What does it mean to be “home?”

I’ve written on the subject for myself before, and have yet to come to a definitive conclusion. Sometimes, the studio, the home of creation or practice, feels like home. Sometimes, it is that first place we felt safe as a child. Sometimes, it is with loved ones and family, sometimes alone on a trail in the woods. Sometimes a classroom, sometimes an apartment…sometimes, it is glaringly, horribly absent from all of these.

Traditional American culture operates under the assumption that home is a fixed and stable external place to which one can return for an indefinite amount of time and gain relaxation and rejuvenation. It is constant and unchanging.
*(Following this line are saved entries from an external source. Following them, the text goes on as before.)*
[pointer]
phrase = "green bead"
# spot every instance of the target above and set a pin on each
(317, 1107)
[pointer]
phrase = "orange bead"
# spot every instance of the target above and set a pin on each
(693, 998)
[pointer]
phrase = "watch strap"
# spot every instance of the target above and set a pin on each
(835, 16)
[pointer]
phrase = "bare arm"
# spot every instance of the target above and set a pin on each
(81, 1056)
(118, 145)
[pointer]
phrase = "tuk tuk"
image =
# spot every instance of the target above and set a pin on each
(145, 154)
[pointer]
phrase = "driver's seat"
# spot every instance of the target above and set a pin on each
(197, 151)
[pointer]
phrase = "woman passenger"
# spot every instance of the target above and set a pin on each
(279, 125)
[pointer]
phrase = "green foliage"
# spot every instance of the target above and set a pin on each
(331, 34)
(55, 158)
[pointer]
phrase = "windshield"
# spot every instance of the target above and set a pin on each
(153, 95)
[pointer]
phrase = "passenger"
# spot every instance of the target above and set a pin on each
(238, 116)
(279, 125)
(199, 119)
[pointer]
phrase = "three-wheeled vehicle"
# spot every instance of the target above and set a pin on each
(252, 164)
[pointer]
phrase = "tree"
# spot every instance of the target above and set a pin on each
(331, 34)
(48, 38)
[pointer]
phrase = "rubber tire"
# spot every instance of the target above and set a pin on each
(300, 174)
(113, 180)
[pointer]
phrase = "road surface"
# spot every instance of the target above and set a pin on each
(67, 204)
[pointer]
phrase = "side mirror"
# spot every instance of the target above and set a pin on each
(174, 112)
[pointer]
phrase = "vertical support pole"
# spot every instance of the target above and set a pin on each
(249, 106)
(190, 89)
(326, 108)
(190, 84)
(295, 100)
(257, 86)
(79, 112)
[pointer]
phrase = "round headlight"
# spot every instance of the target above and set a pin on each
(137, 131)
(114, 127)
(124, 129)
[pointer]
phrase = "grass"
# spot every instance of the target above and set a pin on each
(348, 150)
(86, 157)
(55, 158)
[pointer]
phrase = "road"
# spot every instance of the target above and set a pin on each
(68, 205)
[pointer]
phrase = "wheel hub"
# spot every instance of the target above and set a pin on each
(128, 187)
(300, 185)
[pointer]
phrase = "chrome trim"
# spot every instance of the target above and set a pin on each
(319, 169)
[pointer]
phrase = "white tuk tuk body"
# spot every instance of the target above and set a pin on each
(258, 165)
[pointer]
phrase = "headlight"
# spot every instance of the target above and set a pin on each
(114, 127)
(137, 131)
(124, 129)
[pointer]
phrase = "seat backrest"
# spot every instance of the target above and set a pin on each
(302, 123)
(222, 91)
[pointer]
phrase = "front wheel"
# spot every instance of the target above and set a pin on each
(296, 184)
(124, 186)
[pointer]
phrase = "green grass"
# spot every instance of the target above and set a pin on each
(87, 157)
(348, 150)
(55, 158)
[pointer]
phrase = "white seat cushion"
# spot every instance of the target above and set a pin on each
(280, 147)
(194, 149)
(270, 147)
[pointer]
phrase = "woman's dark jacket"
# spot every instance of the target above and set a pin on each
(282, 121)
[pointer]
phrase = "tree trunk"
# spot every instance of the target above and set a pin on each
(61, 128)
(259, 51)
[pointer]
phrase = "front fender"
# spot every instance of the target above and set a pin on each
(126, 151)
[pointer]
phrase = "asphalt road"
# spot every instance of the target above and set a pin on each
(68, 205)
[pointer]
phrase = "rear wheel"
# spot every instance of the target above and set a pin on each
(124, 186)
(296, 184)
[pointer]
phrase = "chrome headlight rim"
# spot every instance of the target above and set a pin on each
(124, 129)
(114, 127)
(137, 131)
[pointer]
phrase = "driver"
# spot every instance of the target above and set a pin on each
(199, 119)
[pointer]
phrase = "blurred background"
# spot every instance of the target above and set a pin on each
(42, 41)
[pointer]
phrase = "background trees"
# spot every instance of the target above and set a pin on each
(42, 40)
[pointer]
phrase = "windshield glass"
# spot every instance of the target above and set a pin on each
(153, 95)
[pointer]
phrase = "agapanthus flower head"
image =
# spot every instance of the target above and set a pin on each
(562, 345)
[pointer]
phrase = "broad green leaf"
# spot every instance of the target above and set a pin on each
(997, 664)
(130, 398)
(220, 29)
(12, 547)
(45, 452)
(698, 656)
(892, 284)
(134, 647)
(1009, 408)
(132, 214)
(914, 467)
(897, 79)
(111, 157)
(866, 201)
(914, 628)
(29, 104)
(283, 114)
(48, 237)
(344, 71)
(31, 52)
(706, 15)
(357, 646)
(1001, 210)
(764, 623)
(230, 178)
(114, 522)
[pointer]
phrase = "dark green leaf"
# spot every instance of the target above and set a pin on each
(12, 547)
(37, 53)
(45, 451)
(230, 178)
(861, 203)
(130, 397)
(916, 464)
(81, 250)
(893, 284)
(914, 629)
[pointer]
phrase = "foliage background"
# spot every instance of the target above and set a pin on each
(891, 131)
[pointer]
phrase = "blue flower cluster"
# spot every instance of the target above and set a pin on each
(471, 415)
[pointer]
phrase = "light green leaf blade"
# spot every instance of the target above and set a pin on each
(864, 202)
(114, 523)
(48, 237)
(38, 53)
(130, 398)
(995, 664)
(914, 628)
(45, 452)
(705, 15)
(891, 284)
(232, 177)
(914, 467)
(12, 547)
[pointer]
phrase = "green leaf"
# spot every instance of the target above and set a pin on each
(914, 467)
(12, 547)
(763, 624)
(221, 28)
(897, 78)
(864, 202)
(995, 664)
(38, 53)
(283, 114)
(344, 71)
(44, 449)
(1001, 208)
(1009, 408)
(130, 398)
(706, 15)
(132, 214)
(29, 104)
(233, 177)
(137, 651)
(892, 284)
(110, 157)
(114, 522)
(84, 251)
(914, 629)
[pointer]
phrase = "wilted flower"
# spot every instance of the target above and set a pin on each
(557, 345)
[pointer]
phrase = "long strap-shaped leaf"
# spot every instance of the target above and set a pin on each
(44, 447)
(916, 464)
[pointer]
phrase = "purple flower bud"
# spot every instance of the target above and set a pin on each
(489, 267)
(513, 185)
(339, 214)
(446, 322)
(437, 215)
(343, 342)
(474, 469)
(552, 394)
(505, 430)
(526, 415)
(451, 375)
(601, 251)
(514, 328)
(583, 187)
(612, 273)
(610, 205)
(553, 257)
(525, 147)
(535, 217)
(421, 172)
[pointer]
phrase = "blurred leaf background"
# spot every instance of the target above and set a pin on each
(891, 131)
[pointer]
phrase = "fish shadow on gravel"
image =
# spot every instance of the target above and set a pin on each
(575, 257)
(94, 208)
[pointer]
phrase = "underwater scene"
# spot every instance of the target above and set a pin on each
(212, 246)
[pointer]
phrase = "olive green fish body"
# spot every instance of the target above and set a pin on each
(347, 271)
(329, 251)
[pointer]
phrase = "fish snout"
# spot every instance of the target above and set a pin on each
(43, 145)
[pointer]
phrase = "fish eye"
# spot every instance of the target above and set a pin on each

And yet, the physical places we call home shift constantly – in the last five years alone, I have called more than eight places “home” – whether for that moment, in reference to a past experience, in anticipation, or even simultaneously.  All of these places were truly home, and all of them sometimes just were not where I was supposed to be; how then, can “home” be a single place?

What if “home” is not concrete? What if it is instead a series of fleeting moments, an ephemeral concept whose true constancy is our ability to perceive and exist within it? To find it within ourselves?

In a practical sense, this is not an implausible interpretation; the Icelandic word, heimr, to which home is etymologically related, means both “world” and “peace.” To feel at home, then, would be to experience our world at peace – to be exactly where we need to be, with what we need, surrounded by those whom we need or who need us.   That sensation, that notion, isn’t rooted in a single place, but rather in a personal perception and deep-seated understanding.

During transitional moments, it is easy to lose track of our sense of home, to feel adrift and remote even in familiar places. I stand at a crossroads yet again, on the edge between teacher and student, independent adult and dependent child. I have my own apartment – as Virginia Woolf would want, I have “A Room of [my] Own” – enough money to start out, and the prospect of earning enough to support myself beyond mere necessity. I have stepped from a scrappy world of just-getting-by into a professional world I have known only from a distance. I feel like a pretender; where do I fit in this world? Where are the peaceful moments?  When will I recognize myself? How will I know when I am home?

The truth is, it is these times of transition that show me how deeply embedded my home is within my sense of self; in just the last two weeks, home has been: a moment on my morning run looking at a hot air balloon with Mt. Rainier in the background, staring at the sunrise in stopped traffic on the interstate, listening to “Make Them Gold” by CHVRCHES on repeat one morning, sipping coffee in my new apartment, watering the roses at the house I lived in last year… It is in moments, not places, in which notice I am home. Sure, these come with more regularity in the places with which I am more familiar, but that is likely because I am more able to recognize them –  I am not so busy working to figure out my role and place that I lose track of the moments of home, those flashes of internal clarity when I know I am enough.

In a few short days, I will greet my students for the first time as their teacher. Many will be starting the year in a new building, some may be in a new town, state, or even country, and all will be adapting to a new population of students, a new set of teachers and expectations, a new set of learning outcomes to which they will need to rise, new technology, new friends…transitions will be in no short supply – and school may be the most stable piece of the world for more than several. As I find my own place, how can I lead my students to the same? How can we use these transitions as ways to, together,  find home, to recognize ourselves inside the unfamiliar?

As the Socratic sentence stem begins, there is not one answer to this question; as with all learning, it will be the process and the practice that will teach the most. One of our building’s goals for the year is that each student be able to experience joy each day. Perhaps I’ll start there and, through finding joy, end up at home.